Purple rice could help billions of people get their vitamins, Chinese researchers claim.
Publishing their findings today in the journal Molecular Plant, the South China Agricultural University biologists genetically engineered rice to produce anthocyanins, antioxidant-rich pigments also found in red wine, dark berries, and other purplish foods.

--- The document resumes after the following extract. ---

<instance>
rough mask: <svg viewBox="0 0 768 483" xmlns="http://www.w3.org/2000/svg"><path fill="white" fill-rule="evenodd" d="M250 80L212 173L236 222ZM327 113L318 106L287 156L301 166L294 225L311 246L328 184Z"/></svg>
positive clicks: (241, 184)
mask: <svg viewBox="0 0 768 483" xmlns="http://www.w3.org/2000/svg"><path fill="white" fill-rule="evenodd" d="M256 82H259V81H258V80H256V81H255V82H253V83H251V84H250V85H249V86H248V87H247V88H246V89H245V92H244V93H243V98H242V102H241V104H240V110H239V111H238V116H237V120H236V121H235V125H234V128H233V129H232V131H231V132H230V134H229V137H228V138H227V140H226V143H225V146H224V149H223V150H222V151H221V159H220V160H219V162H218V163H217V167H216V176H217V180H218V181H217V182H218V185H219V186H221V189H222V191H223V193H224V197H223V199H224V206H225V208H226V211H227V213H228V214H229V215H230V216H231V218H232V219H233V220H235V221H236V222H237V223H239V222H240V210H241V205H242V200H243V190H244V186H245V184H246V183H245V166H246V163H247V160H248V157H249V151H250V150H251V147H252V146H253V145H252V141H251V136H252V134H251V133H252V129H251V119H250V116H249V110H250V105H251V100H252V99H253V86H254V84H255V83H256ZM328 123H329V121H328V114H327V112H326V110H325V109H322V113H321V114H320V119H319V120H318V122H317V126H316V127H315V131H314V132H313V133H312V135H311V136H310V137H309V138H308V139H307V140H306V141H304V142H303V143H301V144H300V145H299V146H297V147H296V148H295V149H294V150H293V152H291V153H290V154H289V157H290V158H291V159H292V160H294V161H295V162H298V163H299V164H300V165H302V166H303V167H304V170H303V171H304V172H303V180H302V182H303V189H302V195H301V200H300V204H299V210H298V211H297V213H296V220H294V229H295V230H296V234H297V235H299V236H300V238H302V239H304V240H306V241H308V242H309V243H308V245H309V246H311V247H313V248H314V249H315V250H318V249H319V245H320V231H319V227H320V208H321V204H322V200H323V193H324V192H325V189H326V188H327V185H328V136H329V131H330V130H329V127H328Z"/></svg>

What’s more, the scientists used so-called “gene stacking” to infuse the anthocyanin in the rice’s endosperm, or the part eaten as white rice that doesn’t include the grain’s husk, bran, or germ. Brown rice, which is more nutritious, includes those parts but doesn’t contain anthocyanins. Long popular among healthy food shoppers, black rice contains anthocyanin but it’s not as popular as white or brown rice.
The scientists believed the discovery of more edible “Zijingmi” – or purple endosperm rice in Chinese – could lead to new superfoods that might deliver vitamins and other benefits on a mass scale. Anthocyanin combats certain cancers, cardiovascular disease, diabetes, and other chronic disorders, the researchers said.
The National Natural Science Foundation of China, the Chinese Ministry of Agriculture, and the Guangdong Province Public Interest Research and Capacity Building Special Fund helped support the researchers’ work.
“If we could promote this bio-refined, nutritionally enhanced food, it might benefit kids who suffer from vitamin deviancies,” said Yao-Guang Liu, the study’s senior author.
Previous efforts to infuse rice endosperm with anthocyanin had fizzled because scientists couldn’t find the right combination of genes to tweak. Liu and his colleagues compared black and red rice that contain anthocyanin with traditional Japonica and Indica rice varieties to break that code.
"This is the first demonstration of engineering such a complex metabolic pathway in plants," said Liu.
The gene stacking technique they used in their study could rapidly find other combinations that were previously unknown, they added. The process entails altering numerous genes simultaneously in manners that don’t necessarily affect one another.
“Basically, you used to use trial and error to get an understanding of which gene is required. You used the cut-and-paste strategy,” said Liu, referring to older genetic engineering techniques that altered one gene at a time. “This is time consuming and inefficient. Now we modified the system.”
A similar approach created vitamin A-enriched “golden rice” that has been hailed as a way to end childhood blindness and other ailments that are widespread in the developing world.
Rice could also be a more effective way of storing nutrients, the researchers said. It would be easier to produce and keep anthocyanin in rice than deal with grapes or other perishable materials, they noted.
“This has a lot of commercial value in industry, especially for healthcare and cosmetics,” said lead author Qinlong Zhu of South China Agricultural University. “You can store it in a long term. Once you dry the seed, it’s easy for transport.”
Liu, Zhu, and their colleagues were now testing to make sure the rice is safe to eat.
“We’re cautious,” said Liu, who acknowledged that some would reject the notion of genetically altering rice or any other food in any way. “Some people are very concerned. We need to do more experiments to convince people that these are completely safe to release commercially."